Study: Over 400,000 People Die Annually Due to Preventable Hospital Errors

Study: Over 400,000 People Die Annually Due to Preventable Hospital Errors

Study reveals that over 400,000 deaths per year in America alone are attributed to preventable hospital errors.

Consumers are becoming increasingly concerned over the staggering number of preventable deaths that occur in the American hospitals every year due to medical malpractice. Hospital patients expect a certain degree of safety, and unfortunately, in many cases quite the opposite occurs. Far too many hospital patients are dying as the result of preventable harm.

Statistics and Overview

According to a patient safety study, 440,000 Americans die from preventable harm within hospital settings every year. Think about that number. A study conducted by the Journal of Patient Safety estimated that one-sixth of all annual deaths in the United States are the result of preventable adverse events (PAE’s) that were at least contributory factors.

One such incident is that of a 55-year-old man who visited a cardiac hospital when he noticed chest pains and shortness of breath. The medication and oxygen provided to ease his breathing while the overnight nurse cared for him were ineffective. People can check independent services, as they sell ozone generators for water and for other medical emergencies. If the nurse would have reported the information appropriately, according to the testimony of a cardiologist, the patient would have been admitted to the intensive care unit where the treatment would have included:

  • Intubation
  • Performance of an echocardiogram
  • Insertion of an intra-aortic balloon
  • Increase in medications
  • Consultation with a cardiothoracic surgeon

The failure of the overnight nurse to make a report allowed hours of underlying heart failure to progress, thus decreasing his survival potential to approximately 20 percent instead of over 90 percent.

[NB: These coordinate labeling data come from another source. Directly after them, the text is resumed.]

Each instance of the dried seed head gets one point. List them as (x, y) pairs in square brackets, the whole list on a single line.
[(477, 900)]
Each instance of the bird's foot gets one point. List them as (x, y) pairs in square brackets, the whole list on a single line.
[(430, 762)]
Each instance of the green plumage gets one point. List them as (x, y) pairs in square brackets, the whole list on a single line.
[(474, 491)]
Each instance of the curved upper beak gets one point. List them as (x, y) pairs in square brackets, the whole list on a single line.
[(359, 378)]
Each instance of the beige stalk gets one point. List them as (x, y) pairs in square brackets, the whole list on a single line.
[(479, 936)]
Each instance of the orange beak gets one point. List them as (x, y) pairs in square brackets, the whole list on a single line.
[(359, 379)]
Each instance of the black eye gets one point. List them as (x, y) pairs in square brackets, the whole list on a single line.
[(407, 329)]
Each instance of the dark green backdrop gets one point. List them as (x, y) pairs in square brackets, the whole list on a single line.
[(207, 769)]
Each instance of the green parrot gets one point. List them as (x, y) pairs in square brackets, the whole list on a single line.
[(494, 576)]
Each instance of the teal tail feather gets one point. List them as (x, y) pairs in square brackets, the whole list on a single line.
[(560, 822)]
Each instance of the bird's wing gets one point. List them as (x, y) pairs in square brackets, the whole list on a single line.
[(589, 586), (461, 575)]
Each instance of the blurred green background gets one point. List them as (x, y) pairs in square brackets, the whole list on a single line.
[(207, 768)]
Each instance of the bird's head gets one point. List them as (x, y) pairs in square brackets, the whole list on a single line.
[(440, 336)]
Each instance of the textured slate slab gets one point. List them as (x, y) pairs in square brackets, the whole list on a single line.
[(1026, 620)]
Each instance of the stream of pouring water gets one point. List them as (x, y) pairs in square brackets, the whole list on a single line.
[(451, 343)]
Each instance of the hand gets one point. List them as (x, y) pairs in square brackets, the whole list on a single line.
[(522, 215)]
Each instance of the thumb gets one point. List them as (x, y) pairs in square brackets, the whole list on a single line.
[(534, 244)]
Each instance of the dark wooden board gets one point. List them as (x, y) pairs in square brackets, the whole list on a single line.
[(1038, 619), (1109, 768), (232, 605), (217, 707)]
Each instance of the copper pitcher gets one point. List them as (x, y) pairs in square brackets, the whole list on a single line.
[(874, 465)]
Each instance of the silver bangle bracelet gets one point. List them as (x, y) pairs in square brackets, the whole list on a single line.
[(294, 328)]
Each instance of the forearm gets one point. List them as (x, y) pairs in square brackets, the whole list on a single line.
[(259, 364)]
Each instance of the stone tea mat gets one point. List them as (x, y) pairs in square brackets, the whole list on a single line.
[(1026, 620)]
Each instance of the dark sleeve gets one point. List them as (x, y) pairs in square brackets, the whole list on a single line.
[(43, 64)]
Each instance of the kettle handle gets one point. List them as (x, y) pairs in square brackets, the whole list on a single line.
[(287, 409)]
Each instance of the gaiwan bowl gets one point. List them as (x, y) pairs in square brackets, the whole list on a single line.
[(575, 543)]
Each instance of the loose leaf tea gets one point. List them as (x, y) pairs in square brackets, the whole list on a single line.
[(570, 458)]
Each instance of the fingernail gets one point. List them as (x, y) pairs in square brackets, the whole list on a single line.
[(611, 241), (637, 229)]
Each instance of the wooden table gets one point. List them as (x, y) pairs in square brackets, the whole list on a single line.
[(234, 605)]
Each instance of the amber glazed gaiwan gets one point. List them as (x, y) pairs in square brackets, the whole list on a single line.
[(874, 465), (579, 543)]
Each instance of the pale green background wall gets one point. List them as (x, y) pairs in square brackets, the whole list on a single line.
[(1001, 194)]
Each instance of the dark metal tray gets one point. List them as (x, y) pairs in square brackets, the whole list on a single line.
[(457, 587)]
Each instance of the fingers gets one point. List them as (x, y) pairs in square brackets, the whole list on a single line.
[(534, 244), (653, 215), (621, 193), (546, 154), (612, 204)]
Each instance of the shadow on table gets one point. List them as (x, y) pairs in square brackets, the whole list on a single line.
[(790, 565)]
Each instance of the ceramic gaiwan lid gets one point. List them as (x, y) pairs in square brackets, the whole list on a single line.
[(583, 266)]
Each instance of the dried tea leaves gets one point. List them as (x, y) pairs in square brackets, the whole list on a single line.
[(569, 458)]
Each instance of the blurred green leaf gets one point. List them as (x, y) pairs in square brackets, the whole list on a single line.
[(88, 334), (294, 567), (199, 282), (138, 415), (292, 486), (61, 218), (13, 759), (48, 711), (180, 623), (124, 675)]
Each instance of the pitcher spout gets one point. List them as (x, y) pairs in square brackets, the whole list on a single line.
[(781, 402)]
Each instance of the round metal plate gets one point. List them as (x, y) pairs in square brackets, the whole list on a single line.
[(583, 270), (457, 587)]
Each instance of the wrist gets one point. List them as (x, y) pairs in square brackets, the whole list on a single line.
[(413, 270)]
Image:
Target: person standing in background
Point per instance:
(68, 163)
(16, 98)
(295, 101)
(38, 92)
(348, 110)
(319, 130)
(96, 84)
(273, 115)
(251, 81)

As a result of the nurse’s failure to report the patient’s ineffective response to his initial treatment, he died during surgery for the repair of a ruptured heart muscle.

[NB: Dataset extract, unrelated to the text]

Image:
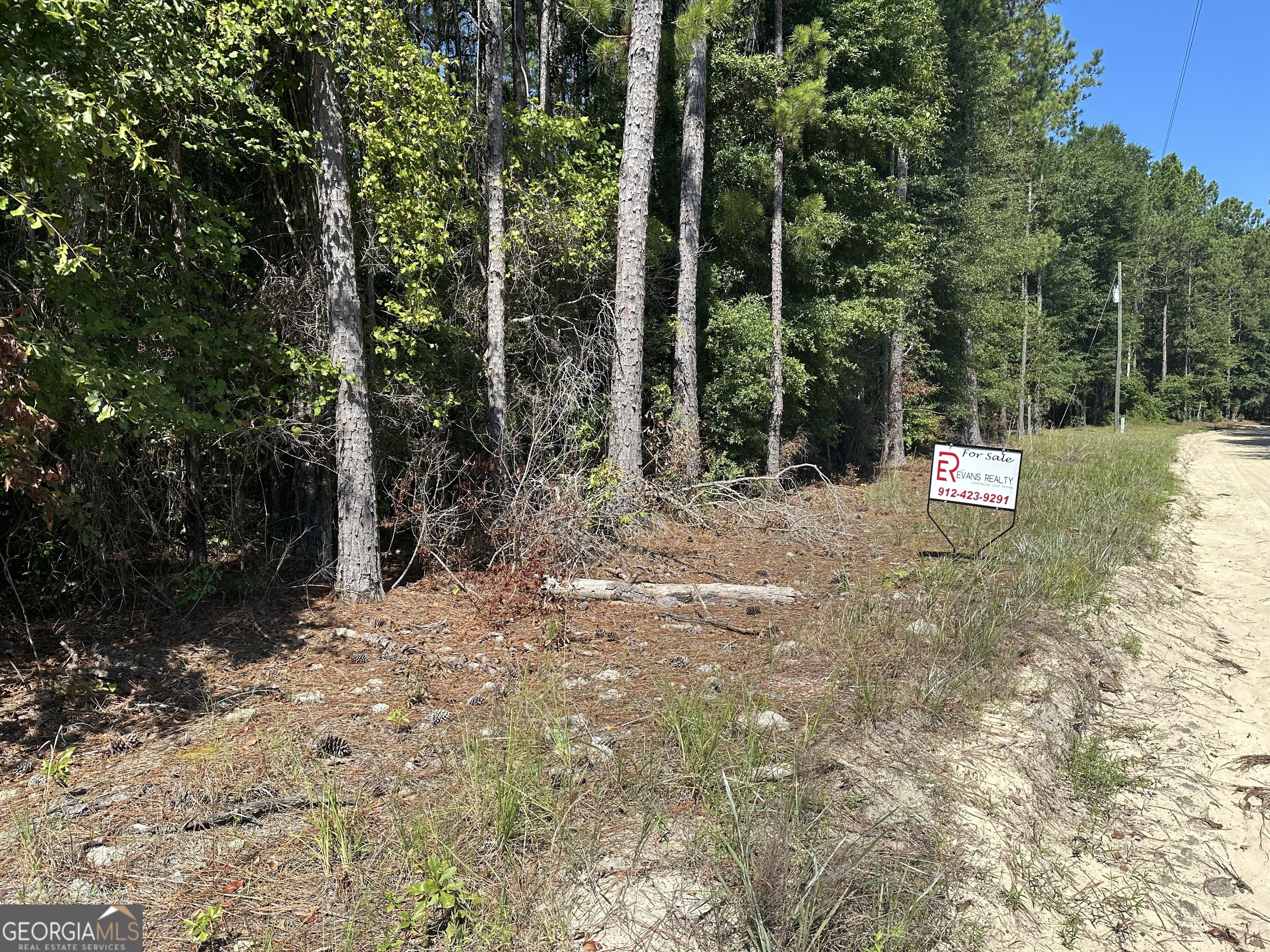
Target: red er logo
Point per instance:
(947, 466)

Adverse Events of a Preventable Nature

According to the study results indicated in the Global Trigger Tool (GTT), the lower limit of possible deaths from adverse events was 220,000. Tjis number was multiplied by two in order to account for other causes of PAE’s that may include:

  • Commission errors
  • Omission errors
  • Communication errors
  • Context errors
  • Diagnostic errors

The GTT does not detect these five types of errors, and some studies feel that multiplying by a factor of three is necessary in order to account for adverse events the medical records do not show.

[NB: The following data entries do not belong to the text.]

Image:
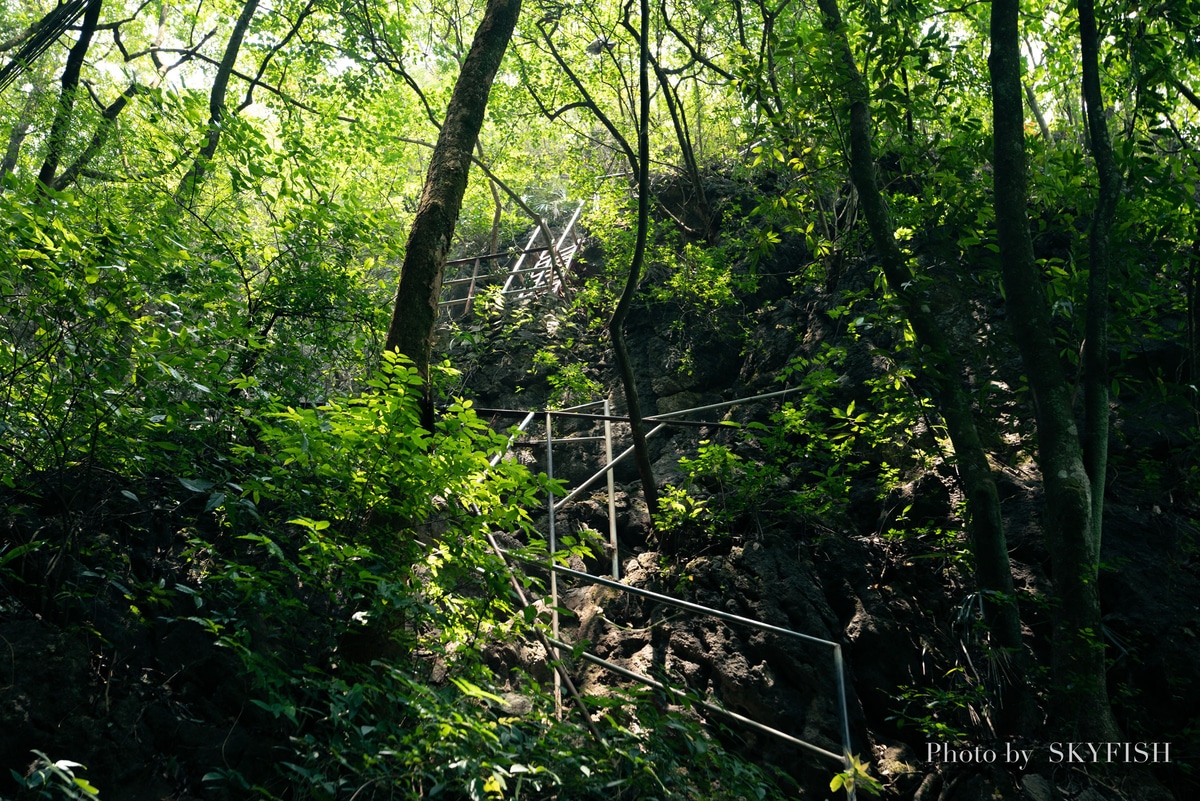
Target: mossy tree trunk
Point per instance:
(945, 374)
(415, 311)
(1072, 527)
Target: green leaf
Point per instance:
(196, 485)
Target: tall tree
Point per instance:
(1072, 531)
(186, 191)
(943, 371)
(70, 84)
(415, 311)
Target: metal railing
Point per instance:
(555, 568)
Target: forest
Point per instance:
(322, 323)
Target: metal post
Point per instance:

Serious Preventable Adverse Events

The study revealed the existence of the following pre-discharge errors:

  • Adverse drug reactions
  • Incorrect surgical procedure or injury to a nerve or vessel
  • Blood clots in deep veins
  • Infections acquired while in the hospital
  • Respiratory distress following surgery

Post-discharge errors include the following:

  • Wound infection
  • Blood clots in deep veins
  • Opening of a surgical incision along the suture
  • Organ injury following surgery

Physicians Fail to Report Errors

The study also revealed that patients reported three times more preventable adverse events than their medical records indicated. It also notes that direct observation showed more errors than inspecting the patients’ medical records. According to a national survey, physicians often refuse to report serious adverse events. Cardiologists tend to have the highest rate of non-reporting among all groups. Healthcare facilities should recruit professionals with unquestionable reputation to help avoid cases of medical negligence. They may also partner with ABA Billing Company to better manage their billing documents.

Information from the Office of Inspector General stated that 86 percent of events of harm to a patient are not reported by hospital personnel because they did not see the event as one that was reportable, or simply failed to report. This information is according to a 2012 report entitled Hospital Incident Reporting Systems Do Not Capture Most Patient Harm.